Pour la première fois au monde, Head & Shoulders propose à ses clients un flacon de shampoing composé à 25% de plastique récupéré sur les littoraux et recyclé.

Head and Shoulders, marque de shampoing bien connue, fait une tentative "développement durable" intéressante, que les clients ne manqueront pas de remarquer dans les rayons de leur supermarché favori. La marque, propriété de la tentaculaire multinationale Procter & Gamble, troque en effet ses traditionnels flacons blancs contre une version noire du plus bel effet. Sa particularité ? Etre faite, pour 25% de sa composition, de plastique recyclé.

Pour cela, Head and Shoulders s'est rapprochée d'une centaine d'ONG qui, grâce à la mobilisation de 1500 volontaires, ont collecté 3 tonnes de macro-déchets en plastique sur les plages de France et d'Europe du Nord. Soulignons bien ici la notion de "macro-déchets" : on parle bel et bien de résidus de taille conséquente, généralement ceux abandonnés par les utilisateurs des plages, ou apportés depuis l'intérieur des terres par le vent, pas de lambeaux rejetés par l'océan et trop dégradés pour être exploités.
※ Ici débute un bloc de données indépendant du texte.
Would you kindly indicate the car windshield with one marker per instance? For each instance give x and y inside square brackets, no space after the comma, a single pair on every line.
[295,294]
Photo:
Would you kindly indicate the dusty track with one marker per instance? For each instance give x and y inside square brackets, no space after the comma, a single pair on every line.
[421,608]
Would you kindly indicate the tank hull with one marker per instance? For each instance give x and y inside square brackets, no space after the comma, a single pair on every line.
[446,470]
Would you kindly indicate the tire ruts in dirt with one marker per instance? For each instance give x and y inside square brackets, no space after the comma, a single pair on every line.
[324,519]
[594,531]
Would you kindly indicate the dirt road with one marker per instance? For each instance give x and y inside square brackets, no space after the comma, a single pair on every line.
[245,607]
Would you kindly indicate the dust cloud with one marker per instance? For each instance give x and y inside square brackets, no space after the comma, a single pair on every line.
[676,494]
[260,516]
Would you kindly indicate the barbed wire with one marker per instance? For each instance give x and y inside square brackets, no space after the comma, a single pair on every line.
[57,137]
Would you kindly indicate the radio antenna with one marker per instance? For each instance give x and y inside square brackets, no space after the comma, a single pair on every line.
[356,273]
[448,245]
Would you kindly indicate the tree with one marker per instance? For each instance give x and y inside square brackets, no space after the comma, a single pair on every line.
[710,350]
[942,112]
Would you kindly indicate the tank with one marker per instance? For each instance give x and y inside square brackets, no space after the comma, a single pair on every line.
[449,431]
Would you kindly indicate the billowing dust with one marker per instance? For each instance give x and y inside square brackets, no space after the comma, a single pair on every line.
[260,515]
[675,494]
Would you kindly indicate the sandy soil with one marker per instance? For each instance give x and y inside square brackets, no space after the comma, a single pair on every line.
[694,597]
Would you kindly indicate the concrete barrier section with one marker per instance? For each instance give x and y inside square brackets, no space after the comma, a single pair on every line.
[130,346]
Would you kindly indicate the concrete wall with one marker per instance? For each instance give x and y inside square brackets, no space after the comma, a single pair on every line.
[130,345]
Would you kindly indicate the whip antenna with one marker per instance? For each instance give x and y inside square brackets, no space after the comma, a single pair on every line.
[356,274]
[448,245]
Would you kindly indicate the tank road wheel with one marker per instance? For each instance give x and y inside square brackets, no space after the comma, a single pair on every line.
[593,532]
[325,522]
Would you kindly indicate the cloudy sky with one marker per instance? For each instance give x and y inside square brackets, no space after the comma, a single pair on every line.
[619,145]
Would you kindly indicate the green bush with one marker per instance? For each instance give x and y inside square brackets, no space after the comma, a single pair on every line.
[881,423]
Cette masse de déchets, centralisée, a été triée pour mettre de côté le polyéthylène qui, lui, a ensuite été transformé en petites billes, matières premières du processus de recyclage.

Au total, c'est la moitié du volume collecté qui a pu être réutilisé et réinjecté dans le circuit de production des flacons, désormais composé d'une fine couche de plastique recyclé, piégée entre deux couches de plastique traditionnel, pour assurer solidité et étanchéité au nouveau produit. Mine de rien, ce nouveau packaging aura demandé pas moins de 10 mois de travail aux ingénieurs de Head & Shoulders. 150 000 de ces flacons sont d'ores et déjà mis en rayon dans les magasins Carrefour, partout en France et accessibles à chacun(e) d'entre nous. Si l'effort est louable, certaines voix dissonnantes provenant d'association de protection des océans se font entendre : réfléchir à une diminution drastique du recours à un matériau issu de l'industrie pétrolière serait plutôt la priorité, et cette opération qui représente une goutte d'eau dans l'océan de la pollution, relèverait plutôt du coup marketing.

Chacun se fera son avis, mais rappelons que quelques 150 millions de tonnes de déchets plastiques jonchent les mers du globe, alors chaque opération qui évite à cette masse de grossir, aussi modeste d'ampleur soit-elle, et même si le but recherché tient plus de l'amélioration d'image que de la sauvegarde de la planète, mérite, à nos yeux, d'être mise en avant.